12月19日待降節第4主日
赤波江神父の黙想のヒント

 「あなたは女の中で祝福された方です。胎内のお子さまも祝福されています。」(ルカ1:42)

 私たちが日ごろ唱えているアヴェ・マリアの祈りの前半は福音書からきた祈りです。「アヴェ・マリア、恵みに満ちた方、主はあなたとともにおられます。」これは大天使ガブリエルのマリアへの挨拶の言葉で、福音書では「おめでとう、恵まれた方。主があなたと共におられる。」(ルカ1:28)となっています。

 「あなたは女のうちで祝福され、ご胎内の御子イエスも祝福されています。」は今日の福音書「あなたは女の中で祝福された方です。胎内のお子さまも祝福されています。
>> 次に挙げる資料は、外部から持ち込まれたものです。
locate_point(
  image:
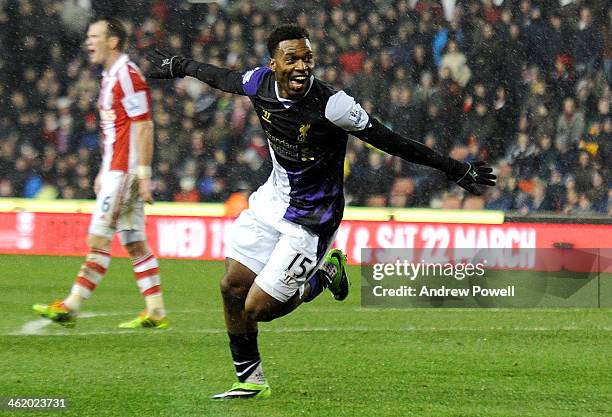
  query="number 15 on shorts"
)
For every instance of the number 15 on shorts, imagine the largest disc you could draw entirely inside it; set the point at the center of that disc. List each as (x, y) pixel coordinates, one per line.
(298, 266)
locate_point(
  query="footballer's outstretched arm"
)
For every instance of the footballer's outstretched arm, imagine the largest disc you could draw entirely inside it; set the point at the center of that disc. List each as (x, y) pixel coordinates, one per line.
(344, 112)
(166, 66)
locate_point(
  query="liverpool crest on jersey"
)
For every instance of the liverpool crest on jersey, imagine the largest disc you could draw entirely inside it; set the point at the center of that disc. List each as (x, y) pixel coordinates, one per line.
(303, 132)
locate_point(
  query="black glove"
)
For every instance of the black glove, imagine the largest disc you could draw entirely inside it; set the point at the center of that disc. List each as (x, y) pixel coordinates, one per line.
(469, 175)
(166, 66)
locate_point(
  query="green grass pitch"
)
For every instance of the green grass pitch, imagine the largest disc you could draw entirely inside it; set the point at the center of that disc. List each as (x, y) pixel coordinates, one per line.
(325, 359)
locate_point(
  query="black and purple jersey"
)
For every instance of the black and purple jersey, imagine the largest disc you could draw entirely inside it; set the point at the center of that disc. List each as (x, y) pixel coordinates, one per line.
(307, 140)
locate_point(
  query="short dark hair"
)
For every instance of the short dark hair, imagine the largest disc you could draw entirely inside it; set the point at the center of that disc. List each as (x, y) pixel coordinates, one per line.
(114, 27)
(284, 33)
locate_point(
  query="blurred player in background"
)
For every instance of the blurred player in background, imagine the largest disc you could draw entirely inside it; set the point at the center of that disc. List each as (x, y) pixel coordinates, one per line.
(123, 183)
(278, 244)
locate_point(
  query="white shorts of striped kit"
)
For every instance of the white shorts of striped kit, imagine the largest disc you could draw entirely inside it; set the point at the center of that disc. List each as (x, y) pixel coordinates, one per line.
(119, 209)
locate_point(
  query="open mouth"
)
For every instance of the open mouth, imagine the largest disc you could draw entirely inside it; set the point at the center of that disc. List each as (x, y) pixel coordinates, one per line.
(298, 82)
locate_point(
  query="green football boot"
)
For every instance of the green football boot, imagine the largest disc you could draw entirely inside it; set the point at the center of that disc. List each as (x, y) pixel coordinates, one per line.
(335, 261)
(144, 321)
(244, 390)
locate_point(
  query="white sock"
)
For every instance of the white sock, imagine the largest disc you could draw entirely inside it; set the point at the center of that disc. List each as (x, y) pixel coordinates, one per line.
(73, 302)
(155, 306)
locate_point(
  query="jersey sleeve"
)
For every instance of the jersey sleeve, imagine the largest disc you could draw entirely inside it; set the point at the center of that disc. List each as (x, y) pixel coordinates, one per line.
(136, 98)
(231, 81)
(343, 111)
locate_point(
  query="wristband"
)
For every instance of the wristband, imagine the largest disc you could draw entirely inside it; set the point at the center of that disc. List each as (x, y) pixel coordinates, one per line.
(143, 172)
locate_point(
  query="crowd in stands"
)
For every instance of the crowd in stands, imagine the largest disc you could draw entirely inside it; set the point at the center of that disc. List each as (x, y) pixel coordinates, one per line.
(524, 84)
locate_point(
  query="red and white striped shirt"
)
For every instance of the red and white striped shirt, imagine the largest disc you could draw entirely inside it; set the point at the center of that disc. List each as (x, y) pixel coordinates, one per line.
(124, 99)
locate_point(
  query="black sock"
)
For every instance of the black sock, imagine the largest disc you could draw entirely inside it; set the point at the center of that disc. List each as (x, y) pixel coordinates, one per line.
(244, 353)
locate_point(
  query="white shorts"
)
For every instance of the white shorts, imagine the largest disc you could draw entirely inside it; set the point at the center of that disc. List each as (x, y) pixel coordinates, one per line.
(282, 254)
(118, 208)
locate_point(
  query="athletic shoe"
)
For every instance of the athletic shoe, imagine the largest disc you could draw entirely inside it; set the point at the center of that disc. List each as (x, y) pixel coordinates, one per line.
(339, 285)
(56, 312)
(244, 390)
(144, 321)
」から来ています。

 ですからアヴェ・マリアの祈りの前半はマリアに対する大天使ガブリエルの挨拶の言葉と、エリザベトの称賛の言葉からなっています。しかしアヴェ・マリアの祈りには後半部分があります。

 「神の母聖マリア、わたしたち罪びとのために、今も、死を迎える時も、お祈りください。」この言葉は中世期ころできた祈りで、作者は分かりませんがマリアに対する教会の信仰です。この中で特に「今も、死を迎える時も」という言葉が挿入されています。というのは、マリアは、聖書には記されていませんが、確かに夫ヨセフの死を看取り、福音書によると十字架の下で最愛の息子イエスの死に立ち会いました。「イエスは、母とそのそばにいる愛する弟子とを見て、母に、『婦人よ、ご覧なさい。あなたの子です。』と言われた。それから弟子に言われた。『見なさい、あなたの母です。』そのときから、この弟子はイエスの母を自分の家に引き取った。」(ヨハネ19:26~27)

 それゆえ、教会はアヴェ・マリアの祈りを通して生涯の最後を聖母マリアの保護に委ねて祈ってきました。しかしそのためには、生涯の最後の時だけではなく、普段からマリアとともにいる必要があります。「そのときから、この弟子(ヨハネ)はイエスの母を自分の家に引き取った」ように、この弟子を受け継いだ教会もイエスの母マリアを自分の家に引き取って祈ってきました。間もなく降誕祭です。わたしたちもマリアを心の家に引き取って、マリアとともに幼子イエスを迎えましょう。